What should you get instead of the Shokz OpenRun?

If you want to stick with bone conduction headphones but aren’t ready to drop $129 on your headset, consider the Shokz OpenMove instead. These headphones cost $79 at Amazon and use the more modern USB-C charging port rather than Shokz’ proprietary connector. Battery life isn’t as good with the OpenMove as on the OpenRun, but the buttons are easier to distinguish from one another, which is important for those who wear gloves in cold climes. You sacrifice durability with the IP55-rated OpenMove, but this should be good enough for most people.

The Sony LinkBuds earbuds lay on a leather surface.
The silicone loop fins are really important for getting a secure fit.

If you came all this way and decided that bone conduction headphones aren’t for you, the Sony LinkBuds WF-L900 are a strong alternative. These earbuds from Sony fit like your traditional buds and rest in your outer ear. A donut hole cutout keeps your ear canals open to your surroundings. This way, you get better sound than bone conduction and the benefits of a more secure fit. Generally, they cost a bit more than Shokz’ headsets ($178 at Amazon).

The Bose Sport Open Earbuds in the open carrying case next to a climbing rope and belay device.
Lily Katz / SoundGuys
The ear hooks peek out from the back of your ears.

The Bose Sport Open Earbuds may be more for you if you don’t want anything to come close to your ear canals. These Bose buds sit on your ear, and a speaker fires sound down your ear canals. Like Sony’s earphones, Bose’s buds have just the typical IPX4 rating. One thing we like about Bose’s wireless earbuds, like the Sport Open and traditional Sport Earbuds, is that you can access updates through the mobile app. Unfortunately, the Sport Open Earbuds use a proprietary charging cradle which is a hassle. You’ll pay on the product’s website for these buds.

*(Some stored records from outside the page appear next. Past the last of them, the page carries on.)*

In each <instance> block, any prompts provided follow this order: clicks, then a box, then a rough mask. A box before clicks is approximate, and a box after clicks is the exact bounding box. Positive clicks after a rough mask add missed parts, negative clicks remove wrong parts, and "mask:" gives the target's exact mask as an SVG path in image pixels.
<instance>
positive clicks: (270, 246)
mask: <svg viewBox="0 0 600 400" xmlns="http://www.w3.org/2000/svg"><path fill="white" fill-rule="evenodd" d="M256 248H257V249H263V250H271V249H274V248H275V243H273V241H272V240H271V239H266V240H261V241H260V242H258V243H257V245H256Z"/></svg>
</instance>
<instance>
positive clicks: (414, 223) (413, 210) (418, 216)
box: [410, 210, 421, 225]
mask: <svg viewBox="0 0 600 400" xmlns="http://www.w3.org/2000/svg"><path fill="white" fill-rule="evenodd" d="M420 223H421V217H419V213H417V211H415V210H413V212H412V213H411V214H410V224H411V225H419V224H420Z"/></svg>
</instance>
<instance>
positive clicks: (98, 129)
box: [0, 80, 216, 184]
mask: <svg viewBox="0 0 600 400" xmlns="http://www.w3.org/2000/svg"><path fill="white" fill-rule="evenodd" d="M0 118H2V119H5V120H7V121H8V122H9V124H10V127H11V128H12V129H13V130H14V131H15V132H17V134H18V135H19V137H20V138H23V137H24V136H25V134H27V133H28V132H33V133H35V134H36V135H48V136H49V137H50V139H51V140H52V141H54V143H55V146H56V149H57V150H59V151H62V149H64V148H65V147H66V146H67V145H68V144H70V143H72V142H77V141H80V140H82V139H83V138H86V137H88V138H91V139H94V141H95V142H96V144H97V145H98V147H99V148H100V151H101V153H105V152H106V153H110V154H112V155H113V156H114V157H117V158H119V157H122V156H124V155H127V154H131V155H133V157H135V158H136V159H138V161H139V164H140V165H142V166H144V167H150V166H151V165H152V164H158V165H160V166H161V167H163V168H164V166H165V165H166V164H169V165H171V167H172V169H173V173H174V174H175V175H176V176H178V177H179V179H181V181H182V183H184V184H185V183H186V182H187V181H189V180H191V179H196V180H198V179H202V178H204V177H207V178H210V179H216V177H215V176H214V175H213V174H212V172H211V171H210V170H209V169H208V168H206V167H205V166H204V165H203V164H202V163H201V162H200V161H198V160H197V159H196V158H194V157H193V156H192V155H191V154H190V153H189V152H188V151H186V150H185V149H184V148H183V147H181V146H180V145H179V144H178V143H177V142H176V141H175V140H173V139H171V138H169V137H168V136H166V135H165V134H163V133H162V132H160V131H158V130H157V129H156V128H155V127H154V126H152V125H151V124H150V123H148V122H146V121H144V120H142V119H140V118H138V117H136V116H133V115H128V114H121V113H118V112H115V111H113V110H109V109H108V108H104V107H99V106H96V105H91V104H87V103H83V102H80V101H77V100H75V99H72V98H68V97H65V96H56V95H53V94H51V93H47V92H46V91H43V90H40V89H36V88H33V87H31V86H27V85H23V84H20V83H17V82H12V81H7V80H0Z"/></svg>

Frequently asked questions about the Shokz OpenRun

Yes, on December 28, 2021, AfterShokz renamed itself to Shokz. Shokz changed its name on its 10-year anniversary to lead into the next decade with a simplified and easier-to-share message than the former name “AfterShokz.” With this name change, came a revamped logo to better illustrate the bone conduction technology.

To reset the OpenRun, follow these steps:

  1. Start with the headset powered off.
  2. Press and hold the volume up button until the voice prompt says, “pairing.” The LED indicator will flash red and blue.
  3. Press and hold the multi-function, volume up, and volume down buttons simultaneously for 5 seconds until you hear two beeps, or feel vibrations.
  4. Turn the OpenRun off.

The OpenRun is now reset and can be re-paired to your device.